KantanAI Blog

A.I. must not only support your business. It must advance it.

Together, let’s make your products smarter. Your customer experiences more exceptional. Your people more productive. Your processes more profitable. And your systems more powerful.

MT Evolution: From Rule-based Systems to Large Language Models

Machine translation (MT) has been crucial in facilitating modern communication and fostering global connectivity. Contrary to what the public might think, it emerged in the early 20^th Century and has developed considerably over the years.

But what exactly is machine translation? Simply put, MT involves the automatic production of a text in a target language by using a source language text. It was mainly developed for defense and military purposes, and we only saw its commercial use by the end of the 90s with the release of Babel Fish. Although initial MT outputs were far from perfect, it changed how information was being processed and it allowed international growth of companies and later e-commerce (Kenny, 2022.)

In this article, we will do an overview of this evolution, from the early initiatives of Petr Smirnov-Troyanskii in the 1930s to the current advancements in Neural Machine Translation (NMT) and LLMs, and what that means for the language industry.

Early Progress and Ruled-Based Machine Translation (RBMT)

Although his contribution is not often recognized, the origins of MT can be traced back to 1933 with Peter Smirnov-Troyanskii’s invention: a translation machine that used cards and a camera to recognize and decode words in four different languages. This invention, however, was mostly ignored until the 1950s. The origins of MT are usually attributed to the work of Warren Weaver in 1949, where he laid the groundwork for Statistical Machine Translation (SMT) by integrating statistical methodologies into language processing (source: https://towardsdatascience.com/evolution-of-machine-translation-5524f1c88b25.) Moreover, Weaver’s proposal boosted the interest in the use of computers for translation tasks, propelling more research on the topic in the next years.

The next key development of MT occurred in 1954 with the Georgetown-IBM experiment, where initial efforts were made to translate 60 sentences from Russian into English using computational methods. While the experiment was very controlled as the sentences were previously extracted and tested to avoid ambiguity, it demonstrated the potential for technology to facilitate cross-language communication and sparked the race to create automated translation systems. From here on, countries doubled efforts and investment to produce MT systems (Source: https://www.globalizationpartners.com/2013/01/02/an-introduction-to-machine-translation/.)
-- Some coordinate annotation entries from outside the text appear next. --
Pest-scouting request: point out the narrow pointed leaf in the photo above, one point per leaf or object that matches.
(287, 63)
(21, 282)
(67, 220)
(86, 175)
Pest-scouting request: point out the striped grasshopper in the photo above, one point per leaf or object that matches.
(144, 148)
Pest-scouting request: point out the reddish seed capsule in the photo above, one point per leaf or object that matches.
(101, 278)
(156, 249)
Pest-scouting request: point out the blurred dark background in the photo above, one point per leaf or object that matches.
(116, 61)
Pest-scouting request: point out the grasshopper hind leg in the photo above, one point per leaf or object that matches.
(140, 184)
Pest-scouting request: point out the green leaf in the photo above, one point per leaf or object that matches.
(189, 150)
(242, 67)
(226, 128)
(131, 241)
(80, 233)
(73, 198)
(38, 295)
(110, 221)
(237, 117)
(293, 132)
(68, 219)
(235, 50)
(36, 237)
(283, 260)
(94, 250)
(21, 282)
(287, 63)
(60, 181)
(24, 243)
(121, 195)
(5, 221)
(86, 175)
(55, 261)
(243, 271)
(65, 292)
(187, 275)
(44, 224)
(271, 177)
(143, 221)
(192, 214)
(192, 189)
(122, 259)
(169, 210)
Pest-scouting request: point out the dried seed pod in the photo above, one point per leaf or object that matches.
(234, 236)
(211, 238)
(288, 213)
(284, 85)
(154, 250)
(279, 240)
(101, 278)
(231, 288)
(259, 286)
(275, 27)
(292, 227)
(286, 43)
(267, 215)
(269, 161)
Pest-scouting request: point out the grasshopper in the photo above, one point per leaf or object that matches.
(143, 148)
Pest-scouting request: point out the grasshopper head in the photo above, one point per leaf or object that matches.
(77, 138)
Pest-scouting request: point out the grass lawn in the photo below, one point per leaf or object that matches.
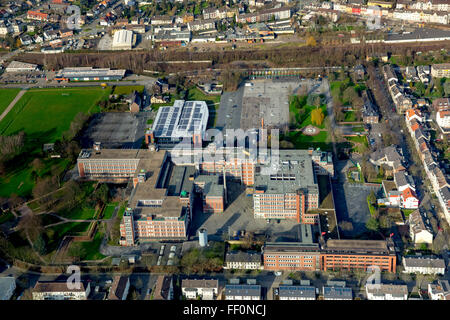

The 1960s and 1970s witnessed a shift towards rule-based approaches in machine translation. In general terms, these systems require mapping the source and target languages to create rules for automatic translation. This demands extensive glossaries, big computational capacity to process the algorithms necessary to create outputs, and, most importantly, language experts able to create such rules. RBMT faced difficulties mapping and obtaining good outputs from languages with different structures and rules, which doubled the computational and human effort (Kenny, 2022.)

Corpus-Based Approaches

While researchers worked extensively on RBMT systems, there were also developments of syntax-based approaches and statistical analysis of translation. This marked a notable transition towards corpus-based methodologies, harnessing extensive datasets to refine translation precision and efficacy. Corpus-based approaches make use of parallel corpus, multi-language corpus, and comparable corpus to tackle the issue of contextual information and differences in language structures faced by RBMT. The most important of these approaches are Example-Based Machine Translation (EBMT) and SMT, (Dajun & Yun, 2015.)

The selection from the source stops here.